1911 Encyclopædia Britannica/March, Auzias

16243441911 Encyclopædia Britannica, Volume 17 — March, Auzias

MARCH, AUZIAS (c. 1395–1458), Catalan poet, was born at Valencia towards the end of the 14th century. Little is known of his career except that he was twice married—first to Na Ysabel Martorell, and second to Na Johanna Scorna—that he died on the 4th of November 1458, and that he left several natural children. Inheriting an easy fortune from his father, the treasurer to the duke of Gandia, and enjoying the powerful patronage of Prince Carlos de Viana of Aragon, March was enabled to devote himself to poetical composition. He is an undisguised follower of Petrarch, carrying the imitation to such a point that he addresses his Cants d’amor to a lady whom he professes to have seen first in church on Good Friday; so far as the difference of language allows, he reproduces the rhythmical cadences of his model, and in the Cants de mort touches a note of brooding sentiment peculiar to himself.
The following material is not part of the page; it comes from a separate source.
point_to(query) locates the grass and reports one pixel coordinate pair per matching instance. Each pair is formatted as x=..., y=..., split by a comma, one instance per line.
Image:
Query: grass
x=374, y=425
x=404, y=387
Though his poems are disfigured by obscurity and a monotonous morbidity, he was fully entitled to the supremacy which he enjoyed among his contemporaries, and the success of his innovation no doubt encouraged Boscán to introduce the Italian metres into Castilian.

His verses were first printed in Catalan in 1543, but they had already become known through the Castilian translation published by Baltasar de Romani in 1539.